I pushed the thoughts from my head but somewhere, deep in the recesses of my mind, the doubts remained – hidden, buried, but ever-present. They've always been there.
I left hospital around the same time as Zinzan, Michael Jones and the men who, in my mind, were supposed to be my team-mates were moving into the team hotel and preparing for the greatest rugby tournament in the world.
But instead of reclining on a bed in downtown Auckland, I faced a trip home to Dunedin and months of sleeping upright in a chair. Cards and letters poured in from well-wishers all over New Zealand and, at that low ebb, I was truly thankful for them.
But kind thoughts couldn't compensate for having to watch the World Cup – my World Cup – whilst propped up in a bed, popping painkillers.

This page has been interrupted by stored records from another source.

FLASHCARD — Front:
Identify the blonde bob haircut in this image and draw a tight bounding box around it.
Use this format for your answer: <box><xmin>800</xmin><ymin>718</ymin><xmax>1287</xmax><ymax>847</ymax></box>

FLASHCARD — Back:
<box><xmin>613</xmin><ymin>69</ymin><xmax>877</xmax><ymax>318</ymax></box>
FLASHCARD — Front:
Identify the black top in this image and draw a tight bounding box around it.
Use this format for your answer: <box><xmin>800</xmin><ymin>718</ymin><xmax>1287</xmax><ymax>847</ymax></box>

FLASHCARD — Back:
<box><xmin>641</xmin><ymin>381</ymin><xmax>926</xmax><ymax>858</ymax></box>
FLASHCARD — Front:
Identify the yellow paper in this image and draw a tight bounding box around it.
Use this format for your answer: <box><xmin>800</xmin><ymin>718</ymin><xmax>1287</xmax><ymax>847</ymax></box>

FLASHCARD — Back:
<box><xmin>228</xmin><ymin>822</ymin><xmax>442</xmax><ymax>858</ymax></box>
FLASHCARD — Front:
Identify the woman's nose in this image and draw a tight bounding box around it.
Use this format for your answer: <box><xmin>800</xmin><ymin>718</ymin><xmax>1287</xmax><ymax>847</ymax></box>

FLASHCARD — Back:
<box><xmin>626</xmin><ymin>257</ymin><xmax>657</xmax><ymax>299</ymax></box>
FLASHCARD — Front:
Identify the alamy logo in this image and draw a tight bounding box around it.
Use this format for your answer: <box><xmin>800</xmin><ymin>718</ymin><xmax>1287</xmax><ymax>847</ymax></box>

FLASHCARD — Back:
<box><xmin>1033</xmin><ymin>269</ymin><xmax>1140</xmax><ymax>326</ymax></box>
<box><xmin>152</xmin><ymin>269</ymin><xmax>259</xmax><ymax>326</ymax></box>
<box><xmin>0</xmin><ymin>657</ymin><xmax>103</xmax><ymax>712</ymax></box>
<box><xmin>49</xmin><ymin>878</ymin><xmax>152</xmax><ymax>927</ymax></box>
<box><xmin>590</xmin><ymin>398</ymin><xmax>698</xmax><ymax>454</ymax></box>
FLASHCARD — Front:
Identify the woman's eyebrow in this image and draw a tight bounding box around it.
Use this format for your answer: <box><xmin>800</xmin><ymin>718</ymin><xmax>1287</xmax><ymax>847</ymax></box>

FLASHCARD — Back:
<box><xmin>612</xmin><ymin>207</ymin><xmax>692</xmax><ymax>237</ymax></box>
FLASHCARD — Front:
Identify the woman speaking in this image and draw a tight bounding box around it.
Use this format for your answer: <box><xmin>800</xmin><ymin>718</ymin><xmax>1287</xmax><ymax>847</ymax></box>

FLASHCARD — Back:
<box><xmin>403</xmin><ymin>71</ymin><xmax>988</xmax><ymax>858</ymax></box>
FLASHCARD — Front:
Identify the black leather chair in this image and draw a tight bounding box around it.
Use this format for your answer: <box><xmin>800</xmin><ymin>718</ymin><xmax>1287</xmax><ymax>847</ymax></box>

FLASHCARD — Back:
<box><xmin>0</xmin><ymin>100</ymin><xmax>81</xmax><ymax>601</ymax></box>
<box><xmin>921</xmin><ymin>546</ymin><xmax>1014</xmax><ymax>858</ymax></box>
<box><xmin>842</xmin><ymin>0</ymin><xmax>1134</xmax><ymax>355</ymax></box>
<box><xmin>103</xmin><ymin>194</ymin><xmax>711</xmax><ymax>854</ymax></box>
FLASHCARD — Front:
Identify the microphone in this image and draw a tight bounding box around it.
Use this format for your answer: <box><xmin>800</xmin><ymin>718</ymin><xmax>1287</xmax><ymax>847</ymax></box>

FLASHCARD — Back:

It's maybe idle speculation on my part, but it's difficult, even 30 years later, not to look back and wonder. History, of course, records that New Zealand went on to win that inaugural World Cup and the players involved were all, rightly, lionised for their triumphant efforts.
It took subsequent All Black sides almost a quarter of a century to win another World Cup, a failure that elevated that original winning team from lions to gods. Their place in New Zealand history – not just rugby – is assured forever.
And it's impossible not to think, 'that could have been me'. It's impossible not to look back and feel regret. To have missed out by a wide margin would have been one thing, but to have come so close and still miss out ... well, that's harder to take.
The World Cup. 1987. I had been so fit. So ready. To have come from such a small, rural town and to have stood on the cusp of World Cup glory and stardom – and all that goes with it – was an achievement in itself.
Sport is cruel and life is more cruel but, even acknowledging there are greater calamities happening every day in the world, for me the pain of missing out on that World Cup, and knowing that four years later I would be too old, is as acute today as it was 25 years ago.
I was devastated. Still am. I know it will never leave me. Like an action replay of some famous try or great tackle, I often rerun it all in my mind. Despite my best efforts to push them from my mind, there are still the 'what ifs?'.
What if I hadn't been injured? What if I had been the one to run out onto that World Cup field instead of Zinzan? What if I had played against Argentina and what if I had scored that try?
What if? What it? What if?
I don't begrudge Zinzan his place in history. He's a friend and a wonderful standard bearer for the All Blacks and the Maori, and it was obvious to everyone that he was always going to be a magnificent player. His ball skills, aggression and competitive streak were almost incomparable.
Still ... sometimes, in the still of the night, I picture myself in Zinny's No 7 jersey, darkest black, save for the silver fern on the breast. And, in my mind, it's not the great Zinzan Brooke smashing into the opposition. It's a young, unknown, freckle-faced kid with a dodgy mullet and a pair of chicken legs from a bump in a dusty New Zealand road.
And I wonder if I could have made it like Zinzan. Could I have been the No 8 whose name was on everybody's lips? Who knows?